根本さん「南相馬に来て6年ぐらいになるのかな、あそこに定着する前に帰ってきていいよってなったら南相馬には家は建てなかった」
大堀相馬焼の窯元周辺の一部は、今年、特定帰還居住区域に認定され、住民の帰還に向けた準備が始まります。こうした中、13年ぶりにふるさとの窯元に戻った近藤さんの表情は穏やかです。
近藤さん「自分では自覚はないが、なんか全然違和感がない。
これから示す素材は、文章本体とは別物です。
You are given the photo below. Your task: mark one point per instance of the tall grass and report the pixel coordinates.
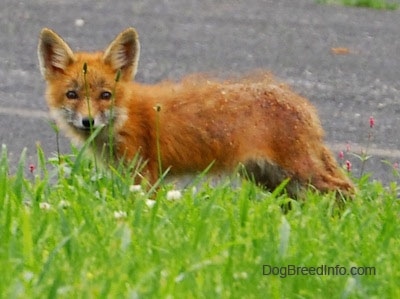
(68, 230)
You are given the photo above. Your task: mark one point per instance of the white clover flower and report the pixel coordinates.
(45, 206)
(135, 188)
(64, 204)
(150, 203)
(120, 214)
(174, 195)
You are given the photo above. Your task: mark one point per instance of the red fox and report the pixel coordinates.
(260, 124)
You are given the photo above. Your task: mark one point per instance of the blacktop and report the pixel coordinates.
(345, 60)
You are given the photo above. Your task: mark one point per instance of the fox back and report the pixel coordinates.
(185, 127)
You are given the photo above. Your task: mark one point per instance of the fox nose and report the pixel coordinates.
(88, 122)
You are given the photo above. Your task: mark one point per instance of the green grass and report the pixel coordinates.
(70, 231)
(375, 4)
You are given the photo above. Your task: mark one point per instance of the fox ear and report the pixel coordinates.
(123, 53)
(54, 54)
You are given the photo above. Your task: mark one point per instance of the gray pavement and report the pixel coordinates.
(292, 39)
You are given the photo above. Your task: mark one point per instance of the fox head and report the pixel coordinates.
(84, 89)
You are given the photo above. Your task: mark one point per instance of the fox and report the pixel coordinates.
(184, 127)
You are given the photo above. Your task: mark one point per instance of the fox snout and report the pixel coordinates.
(87, 123)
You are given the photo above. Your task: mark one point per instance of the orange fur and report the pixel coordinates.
(257, 122)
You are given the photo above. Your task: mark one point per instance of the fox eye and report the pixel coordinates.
(71, 94)
(105, 95)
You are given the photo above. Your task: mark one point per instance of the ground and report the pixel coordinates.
(299, 41)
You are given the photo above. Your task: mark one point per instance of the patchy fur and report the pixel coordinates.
(255, 121)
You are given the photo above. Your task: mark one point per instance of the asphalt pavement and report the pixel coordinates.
(345, 60)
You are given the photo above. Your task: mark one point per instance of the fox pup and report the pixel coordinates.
(260, 124)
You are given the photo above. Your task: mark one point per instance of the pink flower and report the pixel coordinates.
(341, 155)
(371, 122)
(348, 165)
(348, 147)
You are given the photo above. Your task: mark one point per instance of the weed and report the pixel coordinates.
(375, 4)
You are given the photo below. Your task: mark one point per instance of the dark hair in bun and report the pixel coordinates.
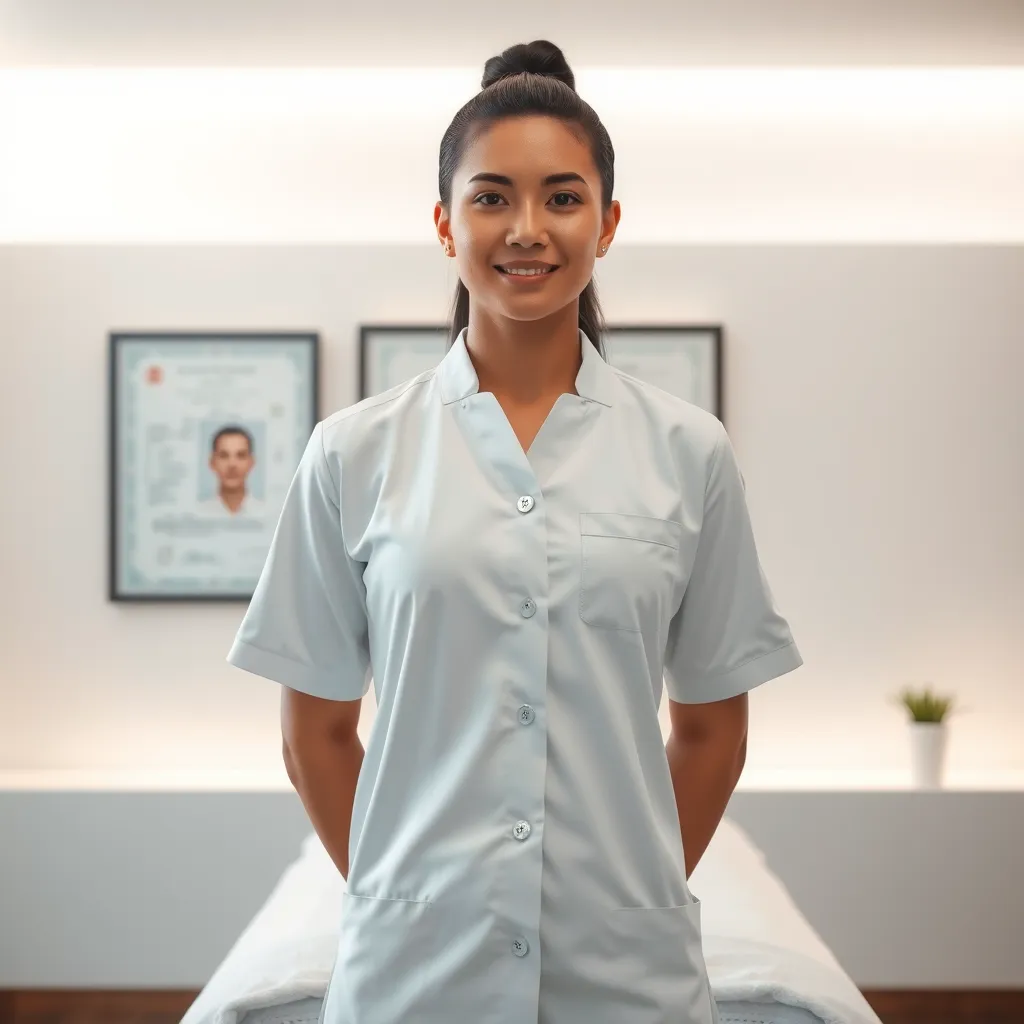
(539, 57)
(527, 79)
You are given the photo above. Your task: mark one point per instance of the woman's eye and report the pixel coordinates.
(483, 196)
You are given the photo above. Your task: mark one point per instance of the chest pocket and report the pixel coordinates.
(629, 568)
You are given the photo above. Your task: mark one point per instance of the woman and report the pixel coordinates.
(522, 543)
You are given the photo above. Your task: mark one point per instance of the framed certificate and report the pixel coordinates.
(685, 359)
(206, 432)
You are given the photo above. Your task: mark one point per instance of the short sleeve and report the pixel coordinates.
(727, 635)
(306, 623)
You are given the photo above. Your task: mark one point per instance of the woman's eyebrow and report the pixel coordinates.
(551, 179)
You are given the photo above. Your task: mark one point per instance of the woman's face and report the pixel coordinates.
(522, 217)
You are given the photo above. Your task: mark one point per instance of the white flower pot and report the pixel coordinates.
(928, 751)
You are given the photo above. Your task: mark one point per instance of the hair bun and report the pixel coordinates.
(538, 57)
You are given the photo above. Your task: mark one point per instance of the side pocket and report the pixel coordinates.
(383, 967)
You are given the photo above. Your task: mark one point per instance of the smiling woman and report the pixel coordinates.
(525, 178)
(524, 548)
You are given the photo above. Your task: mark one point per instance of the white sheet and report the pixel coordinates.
(758, 945)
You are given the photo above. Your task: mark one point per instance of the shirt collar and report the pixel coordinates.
(458, 376)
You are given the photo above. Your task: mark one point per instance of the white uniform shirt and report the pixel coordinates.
(515, 852)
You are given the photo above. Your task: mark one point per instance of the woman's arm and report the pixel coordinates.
(323, 757)
(707, 750)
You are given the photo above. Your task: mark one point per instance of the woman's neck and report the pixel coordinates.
(525, 361)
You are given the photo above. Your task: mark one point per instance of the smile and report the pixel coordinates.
(528, 274)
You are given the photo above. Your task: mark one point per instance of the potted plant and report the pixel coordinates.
(928, 713)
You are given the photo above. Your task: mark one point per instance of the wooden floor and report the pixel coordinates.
(64, 1007)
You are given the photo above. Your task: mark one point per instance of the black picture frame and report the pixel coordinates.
(237, 363)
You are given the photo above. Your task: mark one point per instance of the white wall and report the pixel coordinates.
(872, 394)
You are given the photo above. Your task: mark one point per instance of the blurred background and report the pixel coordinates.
(840, 186)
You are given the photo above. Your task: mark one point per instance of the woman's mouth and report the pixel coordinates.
(525, 276)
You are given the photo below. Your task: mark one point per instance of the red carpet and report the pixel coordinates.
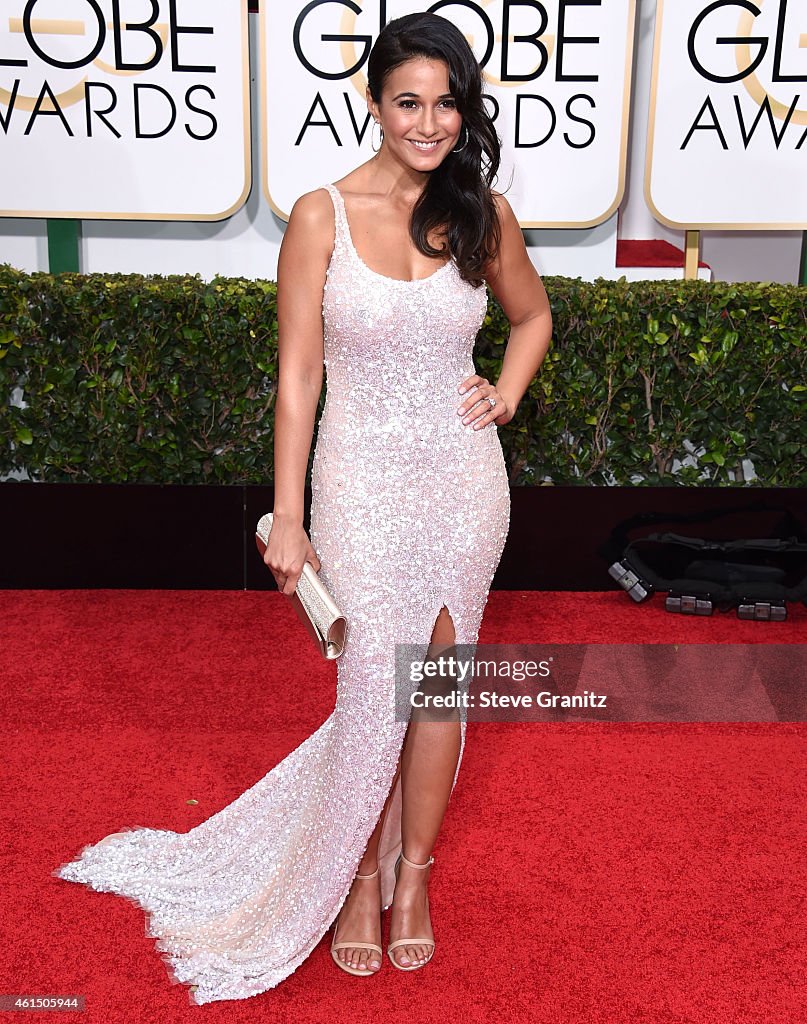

それは違和感があるわけはないんだよね、ここにずっといたわけだから」
「何年経っても美化なんかできない」
近藤さんは、これまでの人との出会いは「宝」だといい、13年間を振り返ります。
近藤さん「やっぱりつらいといったらここを突然出ろと言われて、今までの13年間じゃないですか。なんだかんだ言ったって避難生活だからね。絶対原発事故と避難生活というのは何年経っても美化なんかできない。あんなことは二度とあってはいけない」
そんな近藤さんには伝統を継承する上での強い気持ちと目標があります。
近藤さん「やっぱりここに来て私が起点となって、後継者育成とかできれば、他の大堀相馬焼の同業者の方が戻ってくるとか、やっぱり産地形成、これがもう目標です。そのためのまさに今は第一歩」
近藤さんは、また新たな一歩を踏み出しました。
近藤さん「大堀は原点。私の原点でもあって、大堀相馬焼の伝統継承の一番の原点・肝ですよ、大堀でなければできないと思っています」
大堀相馬焼の産地復活のため、「原点」に戻った近藤さんの挑戦が、これから再び始まります。
近藤さんは当面、いわき市四倉町の拠点と浪江町の大堀地区を行ったり来たりしながら活動を続けることにしていて、大堀相馬焼の展示場なども備えた浪江町の窯元のグランドオープンは、今年6月ごろを目指しているということです。